Indeed, the same letter indicates that Zamani had been repeatedly threatened by intelligence agents who described several possible scenarios for his death. Furthermore, suspicion is unlikely to fall on his fellow prisoners, not only because of the virtual impossibility of murdering him in his own cell but also because he was very well-liked within the prison. Since his death, fellow inmates have been demanding information from prison officials, but they have refused to elaborate on the circumstances of his death. No formal investigation appears to be forthcoming.
IranWire notes that Zamani’s is only one of a number of suspicious deaths in Rajai Shahr Prison in recent years. In many cases, the prison authorities respond to sudden deaths by simply listing the cause as “stroke” and moving the body out of the facility very quickly, forestalling any real chance of a detailed inquiry. Given the record of prisoner abuse throughout Iran, there is little question that at least a portion of these deaths are the result of foul play.

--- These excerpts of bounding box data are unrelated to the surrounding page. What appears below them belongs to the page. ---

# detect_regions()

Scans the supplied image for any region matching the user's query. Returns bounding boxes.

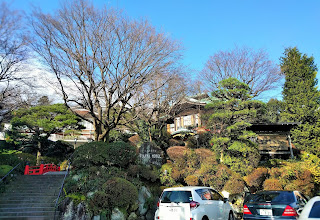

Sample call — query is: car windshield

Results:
[161,191,192,203]
[245,191,295,203]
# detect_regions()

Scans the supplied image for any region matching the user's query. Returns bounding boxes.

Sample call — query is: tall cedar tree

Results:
[280,47,320,155]
[204,78,263,175]
[11,104,82,164]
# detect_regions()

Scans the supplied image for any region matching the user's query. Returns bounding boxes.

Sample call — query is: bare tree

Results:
[0,2,28,122]
[131,70,191,141]
[32,0,181,141]
[199,47,283,97]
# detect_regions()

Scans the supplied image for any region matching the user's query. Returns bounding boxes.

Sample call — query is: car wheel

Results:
[228,212,235,220]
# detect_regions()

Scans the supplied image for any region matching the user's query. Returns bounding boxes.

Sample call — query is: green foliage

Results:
[72,142,137,168]
[66,193,86,205]
[184,175,199,186]
[223,175,245,195]
[102,177,138,209]
[89,191,112,215]
[263,178,283,190]
[244,167,268,190]
[259,99,284,123]
[160,163,176,186]
[204,78,264,175]
[301,152,320,185]
[281,47,320,155]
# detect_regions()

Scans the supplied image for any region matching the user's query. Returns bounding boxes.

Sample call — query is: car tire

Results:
[228,212,235,220]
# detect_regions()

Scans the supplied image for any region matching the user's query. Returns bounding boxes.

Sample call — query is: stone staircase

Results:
[0,172,65,220]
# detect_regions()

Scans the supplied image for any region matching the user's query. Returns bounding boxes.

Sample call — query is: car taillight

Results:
[243,205,252,215]
[282,205,298,216]
[190,201,200,210]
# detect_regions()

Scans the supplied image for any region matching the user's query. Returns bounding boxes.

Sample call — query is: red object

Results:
[243,205,252,215]
[24,164,60,175]
[282,205,298,216]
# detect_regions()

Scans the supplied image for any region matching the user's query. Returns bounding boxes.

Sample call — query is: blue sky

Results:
[6,0,320,101]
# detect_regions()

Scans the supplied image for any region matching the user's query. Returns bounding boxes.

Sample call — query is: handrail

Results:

The NCRI indicates that Zamani’s corpse was reportedly found with bruising around the head and a mouthful of blood. Even discounting this evidence, it is unlikely that the 51 year-old’s death was from natural causes, since all reports indicate that he was in exceptional health.
What’s more, IranWire notes that the imprisoned labor activist had been continuing his work on labor rights from inside the prison and had been assembling some writing the evening before his death. He has also been documenting day-to-day goings on inside the prison, presumably including the poor conditions and mistreatment faced by political prisoners as well as conventional inmates.
Interestingly, the International Campaign for Human Rights in Iran published an article just two days before the discovery of Zamani’s death, in which it described the urgent need for labor rights activism in Iran, where labor unions and similar organizations are illegal. Due in large part to this lack of organized representation, the number of workplace-related deaths have been climbing in recent years. In the period between March and July alone, 650 such deaths have been recorded, putting the country on pace to exceed the 1,000 death figure recorded in 2013 and to possibly double the 700 deaths recorded in 2004.
The International Campaign notes that even these numbers are conservative estimates, and that this is even more true of the more than 10,000 injuries recorded between March and July. Some injuries go unreported out of fear of firing or retaliation, and the Iranian government often avoids accurately reporting the circumstances of death in the workplace, as well as in prisons. This demonstrated pattern of behavior leads many statistical reports about deaths both in and outside of Iranian prisons to be accompanied by notes contending that they may fall short of the real figures.
This interest in secrecy ostensibly provides prison officials and the regime itself with a motive for either murdering Zamani or unintentionally causing his death through excessive punitive measures. Many other prisoners and arrestees have been subject to retaliation from the regime in the past after they exposed the conditions and experiences of other Iranian prisoners, as Zamani was apparently in the process of doing.
For instance, artist and women’s rights activist Atena Farghadani was ordered to not speak publicly about her treatment after she was arrested for the crime of posting a political cartoon to Facebook criticizing a number of Iranian officials. She refused and went on to post a YouTube video explaining what political prisoners might be faced with upon arrest. This defiance may in turn have contributed to the severity of the 12 year and nine month sentence she received for charges of spreading propaganda and insulting the supreme leader.
Many others have similarly ordered to remain silent and steer clear of the media after being arrested for activities on social media, and many of them have abided by those orders.
These cases and Zamani’s death all represent the role of censorship and suppression of information under the Iranian regime, as well. In the context of the story of Zamani’s death, IranWire notes that many inmates in Rajai Shahr Prison have been complaining about the presence of satellite jamming equipment on the roof of the facility, which is aimed at effectively barring political prisoners from contacting or regularly receiving information from the outside world.
The strength of the jamming signal has been increased over time, and some inmates now report headaches and worry that the equipment will have consequences to their health – something that is especially a concern in a prison system where conventional and political prisoners are frequently denied medical attention, even when preliminary examinations find that specialty care is necessary to safeguard the life of the inmate.
The denial of medical care adds to the roster of known or possible victims of mistreatment in the Iranian prison system. And even these represent only a portion of the abuses endemic to that system. A good deal of press has been given to another key aspect of that problem: the skyrocketing rate of executions ordered by the Iranian judiciary.
The NCRI reported that Zeid Ra’ad Al Hussein, the UN’s high commissioner for human rights, had once again raised the issue of Iran’s executions in the opening of a session of the UN Human Rights Council on Monday. Hussein referred to the execution of more than 600 people in the first half of the year. Most reports, including that of the UN special rapporteur for human rights in Iran, find that the total to date easily exceeds 700 and gives Iran an overall average rate of about three executions per day.
There are a number of ongoing calls for action on this dramatic over-use of the death penalty. But Zamani’s suspicious death has led to calls for investigations into other types of deaths within the Iranian criminal justice system. NCRI President Maryam Rajavi, for instance, called for an international mission to investigate all suspicious deaths that have recently occurred or may occur in the future in Iranian prisons.